DUCAB, the manufacturer of cables and cables-relevant copper products, reported its revenue for 2012 hit Dh4.2 billion ($1.14 billion) compared to Dh4.9 billion. The drop was mainly due to a 10 per cent fall in copper prices over the same period coupled with a change in product mix, said the company in its statement.

The key areas of growth included 24 per cent higher sales to the oil, gas and petrochemical sector and an increase of 42 per cent in cable exports including a 72 per cent increase in international markets (beyond the GCC region), it stated.

Commenting on the results, chairman Jamal Al Dhaheri said: “Our success in 2012 was the result of successful expansions in new markets and introduction of new products coupled with tight financial control. We have ventured into new sectors and markets across various territories.”
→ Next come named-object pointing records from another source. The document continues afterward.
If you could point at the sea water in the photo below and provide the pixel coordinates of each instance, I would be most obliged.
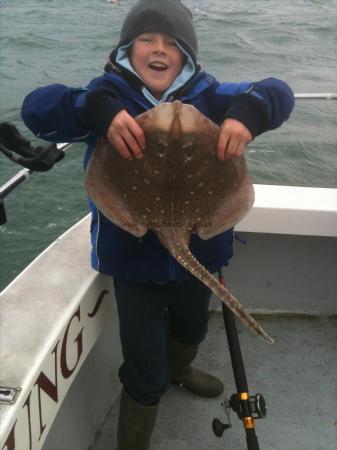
(62, 41)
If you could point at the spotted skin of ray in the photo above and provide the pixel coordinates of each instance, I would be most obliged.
(178, 188)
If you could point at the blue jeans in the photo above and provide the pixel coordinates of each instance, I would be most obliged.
(144, 310)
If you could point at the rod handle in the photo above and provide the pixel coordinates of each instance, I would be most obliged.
(252, 441)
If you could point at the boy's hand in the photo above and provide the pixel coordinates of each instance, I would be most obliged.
(233, 139)
(126, 136)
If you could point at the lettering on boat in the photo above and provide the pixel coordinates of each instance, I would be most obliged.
(37, 410)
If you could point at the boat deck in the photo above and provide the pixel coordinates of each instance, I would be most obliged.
(297, 376)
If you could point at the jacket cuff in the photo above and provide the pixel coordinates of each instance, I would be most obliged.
(100, 108)
(251, 111)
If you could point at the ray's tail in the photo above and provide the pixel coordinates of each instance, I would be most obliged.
(183, 255)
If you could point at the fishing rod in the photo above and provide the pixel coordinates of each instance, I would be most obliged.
(36, 154)
(34, 159)
(247, 407)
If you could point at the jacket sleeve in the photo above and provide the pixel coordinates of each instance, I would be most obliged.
(56, 113)
(261, 106)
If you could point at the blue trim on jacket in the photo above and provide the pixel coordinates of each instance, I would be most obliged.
(54, 113)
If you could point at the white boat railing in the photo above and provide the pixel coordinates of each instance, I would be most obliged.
(24, 174)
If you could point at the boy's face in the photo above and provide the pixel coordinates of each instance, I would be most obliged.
(157, 60)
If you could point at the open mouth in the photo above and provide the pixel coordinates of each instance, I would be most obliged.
(158, 66)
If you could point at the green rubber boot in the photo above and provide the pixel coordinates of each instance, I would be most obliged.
(180, 357)
(135, 424)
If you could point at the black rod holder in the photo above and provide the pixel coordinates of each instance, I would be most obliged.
(241, 402)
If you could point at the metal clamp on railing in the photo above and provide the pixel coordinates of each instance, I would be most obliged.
(8, 395)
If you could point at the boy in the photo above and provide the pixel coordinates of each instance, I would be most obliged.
(163, 310)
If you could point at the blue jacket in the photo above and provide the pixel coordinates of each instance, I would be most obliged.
(55, 113)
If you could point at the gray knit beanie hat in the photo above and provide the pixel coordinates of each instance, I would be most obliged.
(165, 16)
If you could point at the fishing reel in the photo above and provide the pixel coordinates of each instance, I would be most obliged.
(247, 409)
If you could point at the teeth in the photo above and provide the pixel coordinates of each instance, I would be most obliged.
(158, 66)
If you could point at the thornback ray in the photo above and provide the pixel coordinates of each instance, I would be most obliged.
(178, 188)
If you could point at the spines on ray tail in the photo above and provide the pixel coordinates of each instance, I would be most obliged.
(182, 254)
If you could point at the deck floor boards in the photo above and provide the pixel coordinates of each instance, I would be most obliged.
(297, 376)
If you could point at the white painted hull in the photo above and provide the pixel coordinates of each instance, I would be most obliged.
(56, 310)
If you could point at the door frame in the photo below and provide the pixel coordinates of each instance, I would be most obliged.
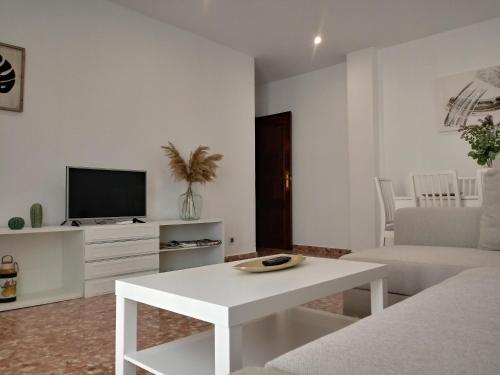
(287, 179)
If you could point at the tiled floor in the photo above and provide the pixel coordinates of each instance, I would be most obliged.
(77, 337)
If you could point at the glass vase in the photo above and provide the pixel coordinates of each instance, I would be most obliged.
(190, 205)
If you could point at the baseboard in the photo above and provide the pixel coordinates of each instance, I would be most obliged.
(232, 258)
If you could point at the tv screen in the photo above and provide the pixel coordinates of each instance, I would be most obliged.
(104, 193)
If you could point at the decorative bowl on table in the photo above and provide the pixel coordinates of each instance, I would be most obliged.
(256, 265)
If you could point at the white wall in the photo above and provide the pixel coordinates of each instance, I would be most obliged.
(107, 87)
(409, 138)
(319, 152)
(363, 145)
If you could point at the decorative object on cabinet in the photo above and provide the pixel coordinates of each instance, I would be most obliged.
(36, 215)
(11, 77)
(8, 279)
(16, 223)
(200, 168)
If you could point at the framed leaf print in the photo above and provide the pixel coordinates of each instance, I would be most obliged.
(11, 77)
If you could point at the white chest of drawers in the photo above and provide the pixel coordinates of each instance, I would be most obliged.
(114, 252)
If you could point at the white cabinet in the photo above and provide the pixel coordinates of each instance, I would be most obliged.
(113, 252)
(108, 250)
(58, 263)
(177, 230)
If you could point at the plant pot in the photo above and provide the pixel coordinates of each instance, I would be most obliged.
(190, 205)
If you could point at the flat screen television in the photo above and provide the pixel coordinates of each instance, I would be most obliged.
(93, 193)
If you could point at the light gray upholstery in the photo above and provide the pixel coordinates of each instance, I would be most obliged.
(489, 238)
(415, 268)
(456, 227)
(451, 328)
(259, 371)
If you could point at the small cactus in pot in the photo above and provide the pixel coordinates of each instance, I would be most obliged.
(16, 223)
(36, 215)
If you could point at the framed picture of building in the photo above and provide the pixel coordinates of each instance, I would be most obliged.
(466, 97)
(11, 77)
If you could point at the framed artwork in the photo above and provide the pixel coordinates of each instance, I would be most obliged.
(466, 97)
(11, 77)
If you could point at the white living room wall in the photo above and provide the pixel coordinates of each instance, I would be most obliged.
(319, 152)
(106, 87)
(409, 138)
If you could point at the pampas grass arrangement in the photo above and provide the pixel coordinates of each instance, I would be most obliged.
(201, 168)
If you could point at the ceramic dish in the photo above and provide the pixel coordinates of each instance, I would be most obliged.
(255, 265)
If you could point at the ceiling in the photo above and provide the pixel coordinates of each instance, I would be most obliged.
(279, 33)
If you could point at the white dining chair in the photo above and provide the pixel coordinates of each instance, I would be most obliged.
(435, 189)
(468, 187)
(385, 193)
(480, 185)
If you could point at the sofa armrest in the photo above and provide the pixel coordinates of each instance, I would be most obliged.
(452, 227)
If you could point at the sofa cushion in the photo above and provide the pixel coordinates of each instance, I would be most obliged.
(489, 231)
(415, 268)
(451, 328)
(259, 371)
(453, 227)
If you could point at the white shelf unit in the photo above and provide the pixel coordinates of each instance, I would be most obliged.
(59, 263)
(50, 261)
(114, 252)
(181, 258)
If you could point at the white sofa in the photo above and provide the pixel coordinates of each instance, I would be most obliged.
(450, 328)
(431, 245)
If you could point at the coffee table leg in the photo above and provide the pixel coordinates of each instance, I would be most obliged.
(378, 293)
(126, 334)
(228, 349)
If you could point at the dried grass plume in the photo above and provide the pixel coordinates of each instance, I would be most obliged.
(200, 168)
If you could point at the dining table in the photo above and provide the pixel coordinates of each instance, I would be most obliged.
(408, 201)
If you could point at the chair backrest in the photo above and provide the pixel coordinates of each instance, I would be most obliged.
(468, 186)
(435, 189)
(385, 192)
(480, 183)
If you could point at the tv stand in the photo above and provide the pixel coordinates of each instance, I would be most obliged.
(74, 223)
(85, 261)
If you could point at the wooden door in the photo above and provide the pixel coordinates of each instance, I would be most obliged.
(273, 181)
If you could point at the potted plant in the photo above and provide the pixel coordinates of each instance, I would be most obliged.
(484, 140)
(200, 168)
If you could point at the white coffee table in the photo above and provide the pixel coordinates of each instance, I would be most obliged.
(241, 307)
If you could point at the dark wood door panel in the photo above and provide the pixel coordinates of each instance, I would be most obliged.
(273, 181)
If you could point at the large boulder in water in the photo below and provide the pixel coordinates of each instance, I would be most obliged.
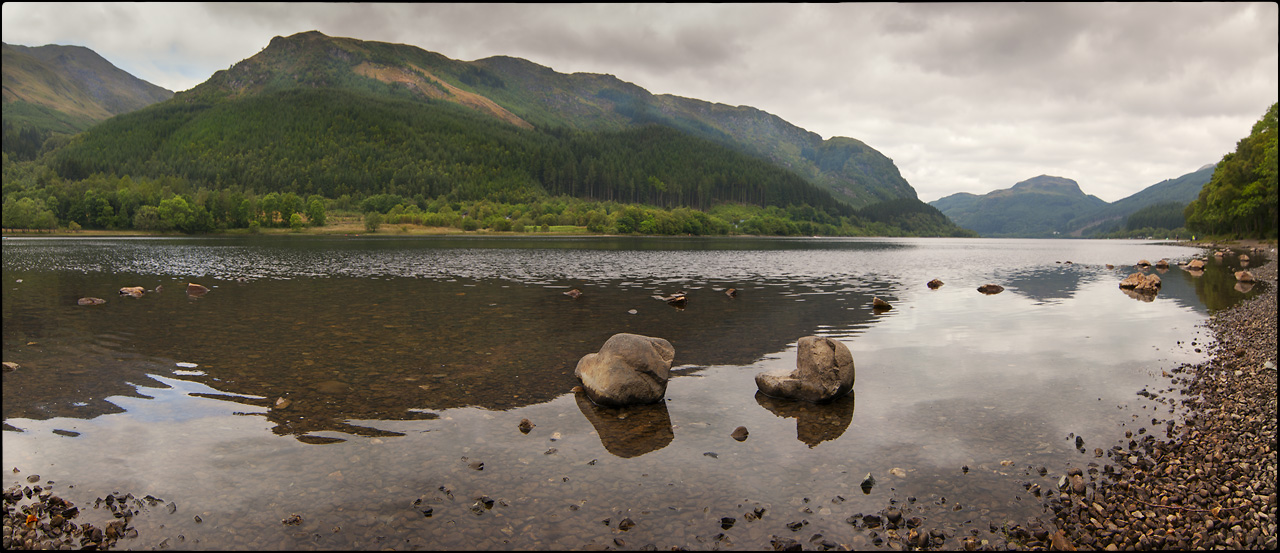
(630, 369)
(1141, 283)
(823, 373)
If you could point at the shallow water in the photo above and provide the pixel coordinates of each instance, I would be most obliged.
(408, 361)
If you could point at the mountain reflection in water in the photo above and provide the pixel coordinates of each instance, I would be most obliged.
(364, 382)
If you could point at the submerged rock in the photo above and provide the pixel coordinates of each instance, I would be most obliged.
(630, 369)
(1141, 283)
(676, 300)
(824, 371)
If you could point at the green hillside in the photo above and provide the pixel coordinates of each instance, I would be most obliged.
(342, 122)
(64, 90)
(1036, 208)
(529, 95)
(1114, 216)
(1240, 199)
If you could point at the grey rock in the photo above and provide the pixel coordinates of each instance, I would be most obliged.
(824, 371)
(629, 369)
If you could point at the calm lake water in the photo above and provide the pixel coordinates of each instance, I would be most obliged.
(407, 362)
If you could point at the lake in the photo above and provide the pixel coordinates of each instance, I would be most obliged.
(407, 362)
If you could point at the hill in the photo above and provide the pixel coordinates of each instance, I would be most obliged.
(1240, 199)
(1036, 208)
(346, 120)
(528, 95)
(64, 90)
(1178, 191)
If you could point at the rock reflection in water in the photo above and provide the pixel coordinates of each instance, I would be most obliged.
(816, 423)
(629, 432)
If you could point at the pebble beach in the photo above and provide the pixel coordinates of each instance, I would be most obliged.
(1206, 480)
(1210, 483)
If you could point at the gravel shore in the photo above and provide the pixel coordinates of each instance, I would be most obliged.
(1206, 483)
(1211, 481)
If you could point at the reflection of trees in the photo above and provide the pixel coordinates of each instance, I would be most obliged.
(629, 432)
(816, 423)
(1217, 288)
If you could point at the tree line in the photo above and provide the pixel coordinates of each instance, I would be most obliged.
(1240, 199)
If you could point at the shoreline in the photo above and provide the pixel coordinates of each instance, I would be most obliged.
(1212, 483)
(1191, 490)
According to him, Ducab increased market share in the core market of the UAE despite increasingly difficult market conditions in 2012. “Our traditional strength in the home market was reinforced with innovative promotions to support the distribution chain,” he stated.

Al Dhaheri pointed out that Ducab remained financially strong and was able to slash borrowings by Dh198 million during the year.

The core business profitability was up 10 per cent from the previous year and the board agreed to increase dividend to shareholders by 25 per cent, he observed.

Another highlight was the first full year of operation of Ducab HV, the Dh500 million high voltage cable plant that opened during the previous financial year.

In addition to supplying high voltage cables to both its utility partners, Adwea and Dewa, Ducab HV was successful in winning its first major export order for Kuwait’s Ministry of Electricity and Water valued at Dh62 million.